We have crew members so we’re set, right? Right? Not so much. There are still a few challenges ahead but none that could qualify as insurmountable, according to Hansil we’ll next need to address our lack of rental houses. “Most independent films do not own gear. You need what are called rental houses and there are whole infrastructures for them in L.A and  New York but ours all moved to New Olreans or Dallas. At rental houses you get all your lights, stands, light blockers, cameras and other equipment that are used to build a movie out.” 

Not having a rental house makes it especially difficult for people coming from out of town to film in this area with the closest rental houses being in Dallas or New Orleans, guess where we’re sending those dollars? “Other options are to use online dealers or for those crews to bring equipment with them,” said Hansil but there's an opportunity that comes with trying to resolve this obstacle. “Part of 3one8’s structure is that we’ll own our gear. Instead of renting from an outside entity you’ll be able to rent from us and when other shows come in like ones 50 Cent may bring, they’ll rent from us as well.” 

This provides an incredible opportunity for a consistent and sustainable revenue stream and easier for creatives in town to get access to the necessary equipment they need but it’s also an added benefit and draw to our city for out of market productions, “if you’re a union show and have to drive to New Orleans that’s an investment of two days to secure equipment. You’ll drive six hours, load the truck and then you have to sleep under Union rules. You’re not allowed to drive another six and make it a fourteen hour day adding extra expenses for a production. Alternatively you go to Dallas but you’re missing out on state tax incentives because you’re renting from out of state.” explains Hansil. There’s also the added benefit to educate local creatives in a more in-depth manner with a more comprehensive stockpile of film equipment. 

Rich and Rachel Hansil currently co-pilot the Teen Film Program at The Robinson Film Center but much of the equipment used to train comes from their own reserves and as needed they borrow from other local filmmakers. Lack of enough equipment makes it difficult to fully prepare creatives for real-world experiences but 3one8 Films owning a reserve of their own sets up an opportunity for a revenue stream, access to industry standard technology and further fortifies an already active training pipeline for professionals.

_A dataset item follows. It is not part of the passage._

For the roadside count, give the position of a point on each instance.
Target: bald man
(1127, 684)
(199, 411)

The final obstacle to overcome is funding. Even for larger production companies and big name directors this is a significant challenge, Hansil shares “Francis Ford Coppola (known for directing The Godfather and Apocalypse Now) just recently financed his own film by selling a winery, that’s how difficult it is.” The challenge of securing funding only further mounts for lesser known, indie filmmakers without award-winning films behind their names.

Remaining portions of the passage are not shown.